CHICAGO - Um juiz ordenou na sexta-feira a nomeação de um promotor especial para investigar de forma independente as acusações que o ator Jussie Smollett encenou um crime de ódio racista contra si mesmo, bem como a abrupta dos promotores decisão em março de retirar as acusações criminais contra ele.

A ordem do juiz referia-se à decisão de Kim Foxx, a procuradora do estado de Cook County, de se separar da investigação e nomear seu vice, Joseph Magats, como procurador estadual interino para supervisionar o caso. Em uma decisão duramente crítica, o juiz Michael P. Toomin do Tribunal de Circuito do Condado de Cook escreveu que a decisão levantava questões problemáticas porque o procedimento apropriado deveria envolver a Sra. Foxx pedindo ao tribunal para nomear um promotor especial.



Em vez disso, escreveu o juiz Toomin, a violação do protocolo da Sra. Foxx resultou em um escritório fictício, sem existência legal, tendo controle sobre o caso Smollett.

[Uma linha do tempo de o caso Jussie Smollett .]

Não havia e não há nenhum cargo legalmente reconhecível de procurador do estado interino conhecido por nossos estatutos ou pela lei consuetudinária, escreveu o juiz. Sua existência estava apenas nos olhos ou na imaginação de seu criador, Kim Foxx.

A Sra. Foxx disse em um comunicado na sexta-feira que discordava da conclusão do juiz de que um promotor especial era necessário. Ela disse que seguiu o conselho de seu diretor de ética, April Perry, ao decidir se recusar.

Isso gerou uma repreensão da Sra. Perry, que deixou o escritório logo depois que as acusações foram retiradas. A Sra. Perry disse em um comunicado que, em fevereiro, ela aconselhou o Sr. Magats a pedir a um tribunal para nomear um promotor especial, mas o Sr. Magats respondeu que a Sra.
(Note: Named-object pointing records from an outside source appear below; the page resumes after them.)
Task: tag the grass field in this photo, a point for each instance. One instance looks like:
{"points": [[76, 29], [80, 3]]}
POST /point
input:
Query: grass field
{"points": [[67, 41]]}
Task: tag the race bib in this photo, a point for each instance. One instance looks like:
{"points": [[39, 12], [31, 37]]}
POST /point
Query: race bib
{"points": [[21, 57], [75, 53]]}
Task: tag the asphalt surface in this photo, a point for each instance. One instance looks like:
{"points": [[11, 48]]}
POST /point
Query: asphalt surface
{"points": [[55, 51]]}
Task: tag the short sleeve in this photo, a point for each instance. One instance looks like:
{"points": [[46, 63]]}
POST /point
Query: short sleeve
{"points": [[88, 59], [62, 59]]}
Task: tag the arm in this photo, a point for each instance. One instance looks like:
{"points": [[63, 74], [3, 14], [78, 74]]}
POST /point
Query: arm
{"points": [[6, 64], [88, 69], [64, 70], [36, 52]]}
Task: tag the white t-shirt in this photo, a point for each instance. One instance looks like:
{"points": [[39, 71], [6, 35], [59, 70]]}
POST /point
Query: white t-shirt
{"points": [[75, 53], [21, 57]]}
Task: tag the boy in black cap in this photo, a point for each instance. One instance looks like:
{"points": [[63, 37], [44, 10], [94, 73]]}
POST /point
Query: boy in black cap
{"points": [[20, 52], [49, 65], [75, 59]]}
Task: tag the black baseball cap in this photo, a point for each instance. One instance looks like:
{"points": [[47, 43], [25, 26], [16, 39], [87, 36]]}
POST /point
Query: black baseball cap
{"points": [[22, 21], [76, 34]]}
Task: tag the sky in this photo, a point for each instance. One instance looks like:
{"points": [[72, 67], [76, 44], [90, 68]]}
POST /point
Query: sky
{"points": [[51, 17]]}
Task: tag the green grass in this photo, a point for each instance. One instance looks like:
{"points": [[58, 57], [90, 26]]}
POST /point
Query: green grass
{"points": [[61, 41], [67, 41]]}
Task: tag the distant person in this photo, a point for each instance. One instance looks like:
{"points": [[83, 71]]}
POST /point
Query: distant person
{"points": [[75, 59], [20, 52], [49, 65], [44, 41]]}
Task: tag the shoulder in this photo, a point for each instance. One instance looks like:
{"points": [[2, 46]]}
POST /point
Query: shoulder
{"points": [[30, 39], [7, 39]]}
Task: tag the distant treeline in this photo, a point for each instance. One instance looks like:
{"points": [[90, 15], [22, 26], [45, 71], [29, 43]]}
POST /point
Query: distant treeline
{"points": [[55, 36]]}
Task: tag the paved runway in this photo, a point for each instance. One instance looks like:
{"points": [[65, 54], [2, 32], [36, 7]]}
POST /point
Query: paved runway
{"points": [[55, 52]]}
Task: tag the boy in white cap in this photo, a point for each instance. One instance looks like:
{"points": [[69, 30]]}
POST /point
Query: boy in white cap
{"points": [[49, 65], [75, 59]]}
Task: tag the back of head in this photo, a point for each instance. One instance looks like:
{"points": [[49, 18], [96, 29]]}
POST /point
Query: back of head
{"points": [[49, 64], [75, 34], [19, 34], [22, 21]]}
Foxx havia decidido contra isso.

Em última análise, o procurador do estado tem um grande poder discricionário em uma ampla gama de questões e devemos contar com o procurador do estado para exercer o bom senso no interesse do público, disse a Sra. Perry.
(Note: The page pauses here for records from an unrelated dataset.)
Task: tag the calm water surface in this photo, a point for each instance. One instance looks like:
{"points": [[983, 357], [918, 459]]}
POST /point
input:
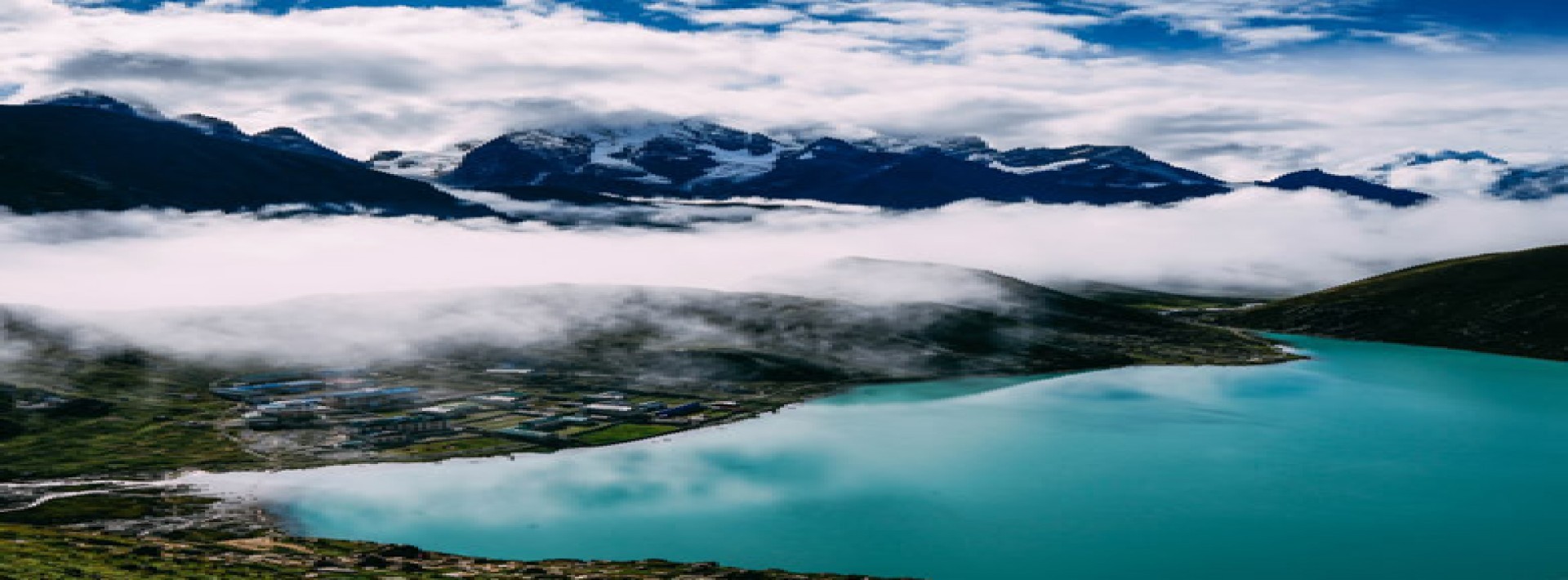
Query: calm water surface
{"points": [[1371, 462]]}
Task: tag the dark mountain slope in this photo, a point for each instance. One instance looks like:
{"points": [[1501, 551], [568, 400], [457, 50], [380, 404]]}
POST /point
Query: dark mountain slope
{"points": [[1513, 303], [85, 158], [1352, 185]]}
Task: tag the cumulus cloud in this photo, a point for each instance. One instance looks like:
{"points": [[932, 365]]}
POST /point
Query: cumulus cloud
{"points": [[421, 78]]}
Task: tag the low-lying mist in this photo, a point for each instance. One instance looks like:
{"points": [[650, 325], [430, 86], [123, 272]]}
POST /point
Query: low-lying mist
{"points": [[1254, 240], [172, 279]]}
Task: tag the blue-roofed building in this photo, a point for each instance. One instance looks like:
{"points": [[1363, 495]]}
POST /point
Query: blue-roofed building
{"points": [[372, 399], [265, 390]]}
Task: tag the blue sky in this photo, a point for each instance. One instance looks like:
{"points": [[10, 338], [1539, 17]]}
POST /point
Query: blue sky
{"points": [[1172, 27]]}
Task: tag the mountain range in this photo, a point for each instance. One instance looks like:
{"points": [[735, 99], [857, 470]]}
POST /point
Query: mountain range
{"points": [[87, 151]]}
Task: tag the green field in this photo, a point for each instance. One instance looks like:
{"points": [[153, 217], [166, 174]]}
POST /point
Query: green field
{"points": [[623, 433]]}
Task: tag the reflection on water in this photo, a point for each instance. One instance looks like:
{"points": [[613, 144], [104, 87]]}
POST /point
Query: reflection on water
{"points": [[1371, 462]]}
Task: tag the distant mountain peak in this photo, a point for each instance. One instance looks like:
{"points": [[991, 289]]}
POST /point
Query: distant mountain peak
{"points": [[1346, 184], [289, 138], [99, 100], [212, 126], [1413, 158]]}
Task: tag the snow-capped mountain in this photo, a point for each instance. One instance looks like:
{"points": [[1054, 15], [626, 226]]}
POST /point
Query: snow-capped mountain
{"points": [[1352, 185], [99, 100], [700, 158], [1532, 184]]}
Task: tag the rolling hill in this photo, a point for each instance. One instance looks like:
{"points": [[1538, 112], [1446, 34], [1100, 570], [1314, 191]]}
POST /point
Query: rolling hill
{"points": [[1510, 303]]}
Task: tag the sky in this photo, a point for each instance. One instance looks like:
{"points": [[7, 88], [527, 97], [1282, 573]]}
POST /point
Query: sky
{"points": [[1237, 88]]}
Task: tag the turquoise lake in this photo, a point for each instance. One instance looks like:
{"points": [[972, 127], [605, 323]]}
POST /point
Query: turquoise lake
{"points": [[1370, 462]]}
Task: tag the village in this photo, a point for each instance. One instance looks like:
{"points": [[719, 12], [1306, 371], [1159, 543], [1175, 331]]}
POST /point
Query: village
{"points": [[443, 411]]}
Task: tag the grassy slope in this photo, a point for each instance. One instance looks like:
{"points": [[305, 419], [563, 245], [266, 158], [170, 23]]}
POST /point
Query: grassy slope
{"points": [[156, 417], [46, 554], [1510, 303]]}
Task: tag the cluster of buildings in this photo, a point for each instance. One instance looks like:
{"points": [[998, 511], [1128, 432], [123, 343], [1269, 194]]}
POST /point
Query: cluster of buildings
{"points": [[274, 405], [359, 408]]}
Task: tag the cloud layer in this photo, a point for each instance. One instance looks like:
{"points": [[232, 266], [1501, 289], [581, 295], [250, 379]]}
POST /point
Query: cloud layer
{"points": [[366, 78]]}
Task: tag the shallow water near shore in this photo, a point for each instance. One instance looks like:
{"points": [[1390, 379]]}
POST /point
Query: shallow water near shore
{"points": [[1370, 462]]}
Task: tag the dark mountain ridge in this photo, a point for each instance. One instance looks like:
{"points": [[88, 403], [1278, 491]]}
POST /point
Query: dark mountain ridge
{"points": [[87, 151], [65, 157]]}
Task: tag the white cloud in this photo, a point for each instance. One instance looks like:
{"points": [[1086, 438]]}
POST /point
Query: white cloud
{"points": [[369, 78], [1256, 239]]}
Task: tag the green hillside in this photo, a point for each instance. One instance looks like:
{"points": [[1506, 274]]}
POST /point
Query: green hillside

O Sr. Smollett, que fez 37 anos na sexta-feira, foi acusado de pagar dois conhecidos para encenar um ataque contra si mesmo, no qual gritaram calúnias racistas e homofóbicas e colocaram uma corda em seu pescoço. Em fevereiro, a Sra. Foxx retirou-se do caso, dizendo publicamente que era porque ela teve contato anterior com representantes do Sr. Smollett. A Sra. Foxx nomeou o Sr. Magats para supervisionar o caso.
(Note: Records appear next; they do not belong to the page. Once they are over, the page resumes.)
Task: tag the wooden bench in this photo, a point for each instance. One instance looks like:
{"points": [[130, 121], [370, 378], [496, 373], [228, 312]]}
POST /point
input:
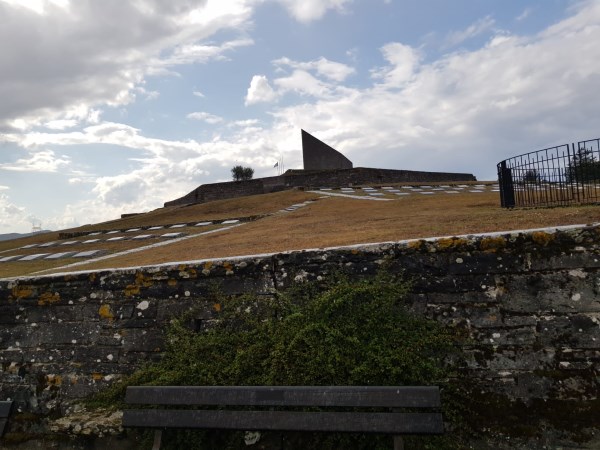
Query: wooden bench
{"points": [[5, 407], [387, 420]]}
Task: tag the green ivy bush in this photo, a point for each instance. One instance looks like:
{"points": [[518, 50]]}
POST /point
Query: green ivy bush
{"points": [[338, 332]]}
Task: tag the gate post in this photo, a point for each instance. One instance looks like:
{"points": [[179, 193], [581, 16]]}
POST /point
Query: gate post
{"points": [[507, 190]]}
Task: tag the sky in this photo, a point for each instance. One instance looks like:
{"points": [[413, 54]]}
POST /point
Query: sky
{"points": [[110, 106]]}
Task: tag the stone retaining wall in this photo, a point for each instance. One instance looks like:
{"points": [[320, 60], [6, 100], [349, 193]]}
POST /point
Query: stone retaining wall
{"points": [[311, 179], [529, 301]]}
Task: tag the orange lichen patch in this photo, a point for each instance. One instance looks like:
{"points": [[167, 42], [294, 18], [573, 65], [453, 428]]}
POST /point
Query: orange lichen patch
{"points": [[22, 291], [53, 380], [542, 238], [415, 245], [491, 244], [143, 280], [131, 289], [446, 243], [48, 298], [105, 312]]}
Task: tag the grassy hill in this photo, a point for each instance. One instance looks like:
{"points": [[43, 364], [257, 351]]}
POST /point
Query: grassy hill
{"points": [[264, 226]]}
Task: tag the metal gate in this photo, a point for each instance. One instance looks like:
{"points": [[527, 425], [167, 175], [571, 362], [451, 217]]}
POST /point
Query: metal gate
{"points": [[555, 176]]}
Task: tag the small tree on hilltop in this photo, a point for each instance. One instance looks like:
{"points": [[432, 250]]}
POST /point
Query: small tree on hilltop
{"points": [[240, 173]]}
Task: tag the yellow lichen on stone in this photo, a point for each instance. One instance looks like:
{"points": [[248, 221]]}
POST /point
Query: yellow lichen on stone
{"points": [[448, 243], [53, 380], [105, 312], [445, 243], [47, 298], [491, 244], [415, 245], [131, 289], [228, 268], [22, 291], [143, 280], [542, 238]]}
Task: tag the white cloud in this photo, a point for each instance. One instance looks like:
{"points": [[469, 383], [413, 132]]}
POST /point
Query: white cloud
{"points": [[86, 54], [329, 69], [39, 161], [480, 26], [304, 83], [12, 217], [205, 117], [525, 14], [60, 124], [309, 10], [403, 63], [260, 91], [468, 110]]}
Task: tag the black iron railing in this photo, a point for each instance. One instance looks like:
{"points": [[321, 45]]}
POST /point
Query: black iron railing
{"points": [[561, 175]]}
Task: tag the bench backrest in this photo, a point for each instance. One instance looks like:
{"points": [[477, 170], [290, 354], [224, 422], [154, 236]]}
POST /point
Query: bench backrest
{"points": [[319, 396], [5, 407], [261, 418]]}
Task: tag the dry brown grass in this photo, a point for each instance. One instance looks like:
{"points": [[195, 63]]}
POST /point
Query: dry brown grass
{"points": [[331, 221], [338, 221]]}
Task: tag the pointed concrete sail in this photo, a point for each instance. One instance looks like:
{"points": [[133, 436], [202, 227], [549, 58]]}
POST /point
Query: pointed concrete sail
{"points": [[319, 156]]}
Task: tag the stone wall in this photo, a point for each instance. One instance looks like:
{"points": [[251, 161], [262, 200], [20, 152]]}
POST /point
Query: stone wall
{"points": [[313, 179], [528, 301]]}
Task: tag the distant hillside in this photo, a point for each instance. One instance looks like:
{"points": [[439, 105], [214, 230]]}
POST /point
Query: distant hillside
{"points": [[10, 236]]}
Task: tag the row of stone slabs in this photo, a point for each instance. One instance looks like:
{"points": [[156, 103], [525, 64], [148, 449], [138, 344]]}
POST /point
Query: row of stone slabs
{"points": [[122, 238], [92, 253], [425, 190], [296, 206]]}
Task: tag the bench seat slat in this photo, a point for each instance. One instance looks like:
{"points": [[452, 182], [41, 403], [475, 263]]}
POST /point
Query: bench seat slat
{"points": [[5, 407], [392, 423], [351, 396]]}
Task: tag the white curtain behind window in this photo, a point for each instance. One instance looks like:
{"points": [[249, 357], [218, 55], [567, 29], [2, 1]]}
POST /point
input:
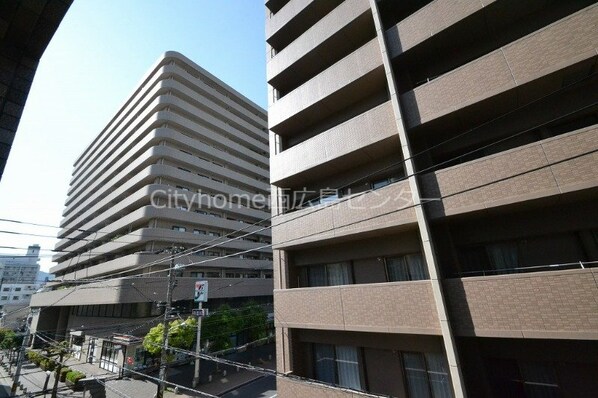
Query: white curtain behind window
{"points": [[347, 360], [416, 374]]}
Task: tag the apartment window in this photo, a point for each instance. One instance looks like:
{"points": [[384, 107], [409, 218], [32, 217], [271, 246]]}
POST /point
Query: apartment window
{"points": [[328, 274], [426, 375], [410, 267], [109, 357], [510, 377], [501, 257], [339, 365]]}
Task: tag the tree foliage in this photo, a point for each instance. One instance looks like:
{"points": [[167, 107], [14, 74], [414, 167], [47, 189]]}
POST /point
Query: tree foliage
{"points": [[10, 339], [248, 322], [181, 335]]}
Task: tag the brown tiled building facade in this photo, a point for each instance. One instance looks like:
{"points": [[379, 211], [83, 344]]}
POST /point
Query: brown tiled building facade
{"points": [[434, 168]]}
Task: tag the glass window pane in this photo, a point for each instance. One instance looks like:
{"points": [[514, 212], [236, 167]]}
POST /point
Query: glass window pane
{"points": [[503, 256], [417, 267], [324, 363], [438, 375], [397, 269], [317, 276], [347, 360], [416, 375], [338, 274]]}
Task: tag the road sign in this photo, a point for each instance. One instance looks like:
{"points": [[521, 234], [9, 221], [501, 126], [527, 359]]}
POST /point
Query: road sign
{"points": [[201, 312], [201, 292]]}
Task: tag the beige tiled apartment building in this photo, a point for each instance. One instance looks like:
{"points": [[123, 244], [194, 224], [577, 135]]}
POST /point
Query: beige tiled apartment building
{"points": [[184, 162], [435, 171]]}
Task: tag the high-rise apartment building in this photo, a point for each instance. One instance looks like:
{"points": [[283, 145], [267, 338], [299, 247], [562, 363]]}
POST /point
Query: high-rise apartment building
{"points": [[20, 269], [435, 171], [26, 28], [184, 162], [19, 280]]}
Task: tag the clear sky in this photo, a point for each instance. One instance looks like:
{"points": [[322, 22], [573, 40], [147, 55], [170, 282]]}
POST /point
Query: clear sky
{"points": [[97, 57]]}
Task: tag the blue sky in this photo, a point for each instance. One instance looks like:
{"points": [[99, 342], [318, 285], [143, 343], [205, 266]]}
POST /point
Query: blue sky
{"points": [[97, 57]]}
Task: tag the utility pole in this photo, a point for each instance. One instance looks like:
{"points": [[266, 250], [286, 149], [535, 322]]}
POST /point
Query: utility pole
{"points": [[201, 296], [167, 307], [15, 383]]}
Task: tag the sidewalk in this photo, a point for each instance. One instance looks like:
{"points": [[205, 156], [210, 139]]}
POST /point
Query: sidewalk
{"points": [[32, 380], [221, 383], [223, 378]]}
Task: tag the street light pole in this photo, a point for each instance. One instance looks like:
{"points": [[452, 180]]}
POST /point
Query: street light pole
{"points": [[197, 349], [167, 308], [13, 389]]}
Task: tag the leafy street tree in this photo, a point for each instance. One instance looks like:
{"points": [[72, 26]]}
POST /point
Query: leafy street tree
{"points": [[62, 352], [249, 321], [219, 327], [10, 339], [181, 335]]}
Em 26 de março, o escritório caiu de repente todos os 16 crimes são acusados ​​de Smollett, dizendo que ele concordou em perder a fiança de $ 10.000 paga por sua libertação e que ele não era uma ameaça à segurança pública. A medida gerou reações furiosas do prefeito de Chicago na época, Rahm Emanuel, e Eddie Johnson, o superintendente da polícia.

O juiz Toomin escreveu em sua decisão que a nomeação de um promotor especial visava restaurar a confiança do público na integridade de nosso sistema de justiça criminal.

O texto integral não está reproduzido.